There are quite a few homes in our area that have a tremendous amount of age on them, which is a major factor to consider when it comes to repiping. Galvanized water piping is common in older homes, and it tends to act like arteries when they get clogged. The pipes don’t really rust through or get thin over time, but they do form buildup on the inside that causes issues like low pressure. (Whether due to pipe size or buildup, low pressure is extremely inconvenient.) In these kinds of situations, repiping would restore proper pressure to the home’s plumbing system. There’s nothing better than getting into the shower and having a strong steady flow of water. It’s also nice to do laundry and take a shower at the same time without having to worry about diminished water pressure.
Another issue we often run into in our area is low pH, which is when the water is acidic. Acidic water is corrosive and it will eat through metal pipes, brass, or copper components. If corrosive water has damaged a home’s plumbing system, it will inevitably need to be repiped.

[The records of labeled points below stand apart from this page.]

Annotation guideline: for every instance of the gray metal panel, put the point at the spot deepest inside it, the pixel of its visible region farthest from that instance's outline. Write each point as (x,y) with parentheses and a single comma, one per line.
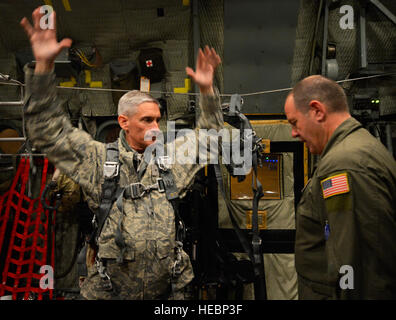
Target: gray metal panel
(259,39)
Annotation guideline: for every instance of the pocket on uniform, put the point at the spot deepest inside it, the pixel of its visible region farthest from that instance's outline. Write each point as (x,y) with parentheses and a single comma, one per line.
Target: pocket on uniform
(130,252)
(164,249)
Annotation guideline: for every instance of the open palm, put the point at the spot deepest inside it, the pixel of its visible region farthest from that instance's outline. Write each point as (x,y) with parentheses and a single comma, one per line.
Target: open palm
(45,46)
(207,61)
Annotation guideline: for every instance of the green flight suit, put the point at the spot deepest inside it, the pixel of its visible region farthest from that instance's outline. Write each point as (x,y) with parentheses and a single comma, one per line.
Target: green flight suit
(147,223)
(350,201)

We highly recommend that you address the low pH, but the damage that was done also needs to be resolved. If you fix low pH but don’t also repipe the home, the compromised pipes could leak or break and cause a flood. The tremendous amount of water that goes into your home would definitely cause significant damage.

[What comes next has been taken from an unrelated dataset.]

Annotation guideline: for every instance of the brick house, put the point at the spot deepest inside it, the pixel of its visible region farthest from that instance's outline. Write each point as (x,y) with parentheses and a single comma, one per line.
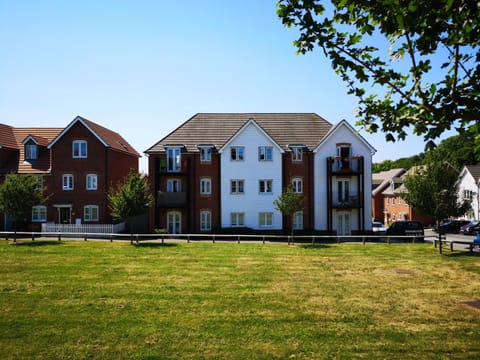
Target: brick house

Sometimes we visit homes that have had various patches done to the plumbing system over time. The pipes end up with a mixture of different fitting systems, and everything becomes a big mess. Ultimately, this situation can end up leading to weaker joints and leaks. When you add water quality and the home’s age into the equation, it makes the patchwork of plumbing even worse. This might be a situation where repiping makes the most sense.
What is repiping like for a homeowner? It really depends on the layout of the home. For some homes, all of the repiping will be done in the basement and the living space will remain undisturbed. However, if you have bathrooms on a second floor, there will sometimes be the need to cut out drywall and do some repainting. We’ve done quite a few repipes and we pride ourselves on being able to come up with a solution that minimizes invasiveness as much as possible.
When we think about repiping an old home, we don’t necessarily have to put the pipes back exactly where they were before as long as we’re able to get the water lines to the fixtures. Sometimes it turns out that we didn’t even run anything that resembles the old water piping at all. Whatever is the simplest, cleanest, and least invasive plan possible is what we’ll stick to.